Judge sets next hearing date for Asbury ballot challenge
O'Brien: 'Does that mean I have to haul in these 300-odd people?'
A second hearing date of July 16 has been scheduled to decide if uncounted ballots in the May 14 Asbury Park city council election should be opened.
Daniel Harris III, an unsuccessful candidate on the A-Team slate, last month filed a challenge to the election results. His petition seeks to count 332 vote-by-mail [VBM] ballots and 32 provisional ballots that were disallowed by the Monmouth County Board of Elections.
In a hearing Tuesday to start the case, Monmouth County Superior Court Judge Dennis O’Brien ordered Harris’s attorney — Kristie M. Howard of Montclair — to specify what information she needs before the trial from county election officials, the Monmouth County Clerk’s office and any of the candidates who won the election. O’Brien required that request for information to be provided to all parties in the case by the end of that day.
If counted, the number of ballots contested are enough to change the election results. The winners — John Moor, Amy Quinn and Myra Campbell of the One Asbury ticket, and John Loffredo and Susan Henderson of the Forward Asbury ticket — were sworn into office Monday. Campbell was appointed mayor and Henderson deputy mayor.
Harris’s petition challenging the election results also requests that “the correct vote count” not only be applied to him, but to his A-Team running mates Duanne Small, Jim Keady, Nora Hyland and Remond Palmer.
On the A-Team, the three highest vote getters were Keady with 447 votes, Small with 444 and Harris with 430. The three lowest winning candidates were Henderson with 620 votes, Campbell with 622 and Loffredo with 654.
That puts Keady and Small within 178 votes of unseating Campbell and Henderson. With the 364 contested ballots at stake, Keady, Small and Harris would need to close a 225 vote margin to win a council majority by also unseating Loffredo.
The two other winners were John Moor with 723 votes and Amy Quinn with 716. Ousted incumbent Kevin Sanders came in sixth with 596 votes.
At Monday’s hearing, Harris’s attorney Howard focused on 252 VBM ballots that were voided because they did not have the signature of a person providing assistance on the application for the ballot, as required by law.

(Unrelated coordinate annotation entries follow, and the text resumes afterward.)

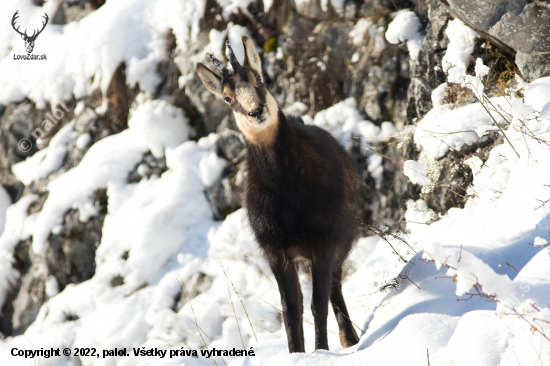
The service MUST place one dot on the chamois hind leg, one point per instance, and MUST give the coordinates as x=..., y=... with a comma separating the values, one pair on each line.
x=321, y=269
x=291, y=301
x=348, y=335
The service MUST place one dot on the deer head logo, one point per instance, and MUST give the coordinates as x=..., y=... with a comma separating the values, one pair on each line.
x=29, y=40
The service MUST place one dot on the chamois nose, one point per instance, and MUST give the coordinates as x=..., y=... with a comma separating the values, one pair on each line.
x=256, y=112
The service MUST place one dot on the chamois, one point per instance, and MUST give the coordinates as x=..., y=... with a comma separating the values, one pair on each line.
x=301, y=197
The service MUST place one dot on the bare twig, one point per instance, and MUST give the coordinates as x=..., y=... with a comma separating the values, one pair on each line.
x=240, y=299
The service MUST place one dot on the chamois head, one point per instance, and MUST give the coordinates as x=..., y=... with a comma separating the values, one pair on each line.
x=243, y=90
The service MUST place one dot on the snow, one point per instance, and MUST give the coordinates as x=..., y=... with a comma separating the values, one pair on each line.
x=5, y=201
x=405, y=27
x=154, y=125
x=416, y=172
x=48, y=160
x=83, y=141
x=358, y=31
x=461, y=45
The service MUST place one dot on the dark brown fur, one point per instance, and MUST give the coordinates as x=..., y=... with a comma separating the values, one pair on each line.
x=301, y=202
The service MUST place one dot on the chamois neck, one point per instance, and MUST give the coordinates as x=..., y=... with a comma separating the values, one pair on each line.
x=265, y=133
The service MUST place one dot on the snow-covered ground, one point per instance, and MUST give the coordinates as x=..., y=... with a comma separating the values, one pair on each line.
x=459, y=301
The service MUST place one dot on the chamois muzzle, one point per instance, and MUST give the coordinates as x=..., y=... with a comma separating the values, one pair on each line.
x=256, y=112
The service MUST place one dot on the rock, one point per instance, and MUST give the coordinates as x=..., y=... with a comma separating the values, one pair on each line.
x=512, y=26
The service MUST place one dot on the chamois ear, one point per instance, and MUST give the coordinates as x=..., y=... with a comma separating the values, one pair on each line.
x=212, y=81
x=251, y=59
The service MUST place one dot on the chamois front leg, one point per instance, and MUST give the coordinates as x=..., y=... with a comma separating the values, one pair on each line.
x=321, y=273
x=291, y=300
x=348, y=335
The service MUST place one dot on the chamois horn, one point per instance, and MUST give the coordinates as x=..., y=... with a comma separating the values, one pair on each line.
x=221, y=68
x=232, y=59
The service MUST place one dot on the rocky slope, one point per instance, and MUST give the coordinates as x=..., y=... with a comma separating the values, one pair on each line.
x=316, y=54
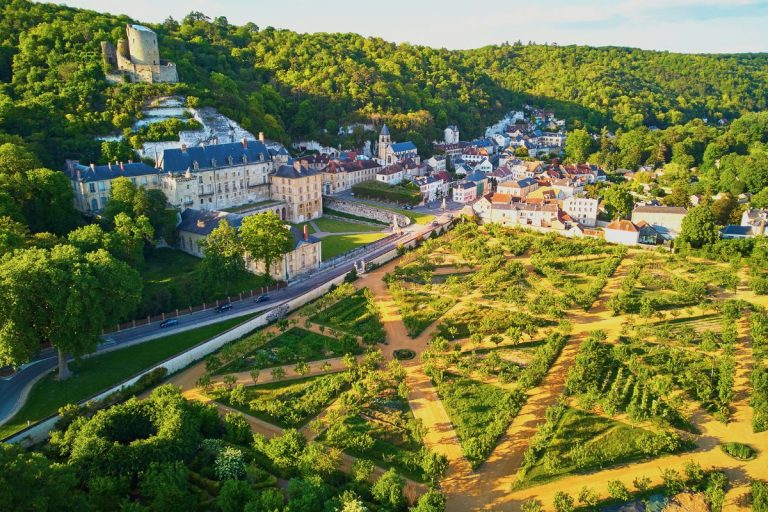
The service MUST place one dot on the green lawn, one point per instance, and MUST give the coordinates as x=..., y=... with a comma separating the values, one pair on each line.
x=290, y=347
x=336, y=213
x=480, y=413
x=172, y=279
x=392, y=443
x=292, y=403
x=340, y=226
x=97, y=373
x=334, y=245
x=416, y=217
x=356, y=314
x=584, y=442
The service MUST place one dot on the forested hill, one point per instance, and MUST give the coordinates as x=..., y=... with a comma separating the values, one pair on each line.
x=52, y=91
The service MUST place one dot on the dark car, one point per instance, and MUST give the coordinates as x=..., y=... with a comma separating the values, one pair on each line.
x=223, y=307
x=169, y=322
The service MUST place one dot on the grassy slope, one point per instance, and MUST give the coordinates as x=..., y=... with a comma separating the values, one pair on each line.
x=333, y=245
x=97, y=373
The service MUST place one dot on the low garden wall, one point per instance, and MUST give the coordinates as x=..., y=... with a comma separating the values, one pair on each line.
x=39, y=431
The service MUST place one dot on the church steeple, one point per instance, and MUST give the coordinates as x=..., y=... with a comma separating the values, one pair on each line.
x=385, y=141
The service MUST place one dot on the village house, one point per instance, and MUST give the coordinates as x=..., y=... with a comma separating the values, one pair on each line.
x=390, y=152
x=582, y=209
x=391, y=175
x=339, y=176
x=622, y=232
x=667, y=220
x=465, y=192
x=431, y=188
x=518, y=188
x=304, y=256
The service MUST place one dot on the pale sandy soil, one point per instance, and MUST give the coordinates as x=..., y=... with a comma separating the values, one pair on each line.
x=489, y=487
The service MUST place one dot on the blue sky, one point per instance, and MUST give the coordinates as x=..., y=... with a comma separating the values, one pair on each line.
x=714, y=26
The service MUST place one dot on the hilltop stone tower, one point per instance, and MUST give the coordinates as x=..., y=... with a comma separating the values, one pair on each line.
x=137, y=57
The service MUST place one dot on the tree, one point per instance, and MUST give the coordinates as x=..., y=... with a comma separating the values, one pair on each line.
x=265, y=238
x=617, y=202
x=166, y=487
x=222, y=255
x=563, y=502
x=234, y=495
x=431, y=501
x=130, y=236
x=51, y=203
x=13, y=234
x=388, y=489
x=699, y=227
x=21, y=477
x=760, y=200
x=63, y=297
x=578, y=145
x=723, y=209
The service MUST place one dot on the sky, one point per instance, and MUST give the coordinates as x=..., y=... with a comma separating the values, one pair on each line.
x=691, y=26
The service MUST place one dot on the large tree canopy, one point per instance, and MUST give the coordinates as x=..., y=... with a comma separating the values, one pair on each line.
x=63, y=297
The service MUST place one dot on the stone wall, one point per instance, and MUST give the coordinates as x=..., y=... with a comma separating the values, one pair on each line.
x=364, y=210
x=38, y=432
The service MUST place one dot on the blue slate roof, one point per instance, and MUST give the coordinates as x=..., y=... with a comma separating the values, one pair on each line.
x=289, y=171
x=109, y=172
x=739, y=231
x=400, y=147
x=202, y=222
x=178, y=160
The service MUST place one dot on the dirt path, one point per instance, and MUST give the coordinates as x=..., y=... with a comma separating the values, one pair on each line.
x=490, y=487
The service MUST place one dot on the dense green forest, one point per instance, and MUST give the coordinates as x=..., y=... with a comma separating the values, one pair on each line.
x=289, y=85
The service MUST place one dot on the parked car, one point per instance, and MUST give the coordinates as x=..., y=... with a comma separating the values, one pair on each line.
x=223, y=307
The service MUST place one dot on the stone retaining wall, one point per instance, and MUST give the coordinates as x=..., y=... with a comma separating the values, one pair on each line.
x=39, y=431
x=364, y=210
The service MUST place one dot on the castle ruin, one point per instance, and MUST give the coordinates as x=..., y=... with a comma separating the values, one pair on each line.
x=137, y=58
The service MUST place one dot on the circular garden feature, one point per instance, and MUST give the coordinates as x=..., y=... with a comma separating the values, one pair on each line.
x=404, y=354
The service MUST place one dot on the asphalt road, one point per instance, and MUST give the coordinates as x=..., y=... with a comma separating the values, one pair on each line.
x=11, y=388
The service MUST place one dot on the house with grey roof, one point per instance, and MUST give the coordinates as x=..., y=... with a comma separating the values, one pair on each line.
x=92, y=183
x=305, y=254
x=216, y=176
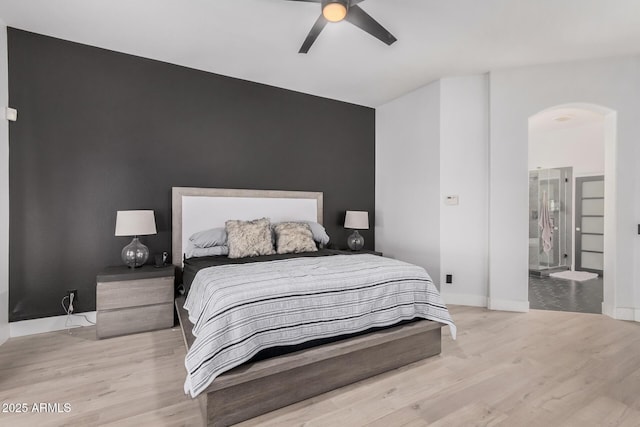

Those 252 ballots were voided based upon looking at the handwriting which was different in separate sections of the application for the ballot — indicating someone provided assistance, according to Deputy Attorney General George N. Cohen, who represents the Monmouth County Board of Elections and the Monmouth County Superintendent of Elections.
“[T]here was no indication on the application that there was an assistor, yet it looked like there were different handwritings on those,” he said.
“Does that mean I have to haul in these 300-odd people, or 252 people, and take their testimony and analyze each ballot with them?” said O’Brien of the voters who filled out the VBM applications voided for lack of assistor information.
“We can bring in one of the board members to testify how it was they came to that determination,” Cohen said.
Howard said she could also provide several affidavits from voters who found out a month later their votes were not counted.
“How do we cross-examine an affadavit?” O’Brien said.
“If we have to bring [the voters] in, we will,” Howard said.
She also raised the question of 117 VBM applications allegedly taken by the Monmouth County Prosecutor’s Office when it searched the A-Team campaign headquarters during the election. Howard inquired whether those applications were ever received by the County Clerk’s Office.
“There is an ongoing investigation, and that is all I can tell you as far as that goes,” said County Counsel Andrea Bazer, who represents Monmouth County Clerk M. Claire French, and the county election offices under her jurisdiction.
However, notice of the hearing was provided to the Prosecutor’s Office, Bazer said. No attorney appeared on behalf of the Prosecutor’s Office, nor was the Office named in Harris’s petition as a respondent. “I can’t force them to be a party in and of itself,” said O’Brien.
“The only question is, how fast can we do this?” O’Brien said in regard to the time it would take to hold a trial.
As for other respondents named in Harris’s petition, Councilwoman Amy Quinn, who is also an attorney, represented herself. Councilmembers John Moor and Mayor Myra Campbell were also present at the hearing, but without counsel.
Eric D. Brophy, Wall, represented Councilmembers John Loffredo and Sue Henderson, who were not in attendance.
CORRECTION: A prior version of this post referred to the July 16 court date as the trial date for the election contest. It is the second hearing in the proceedings.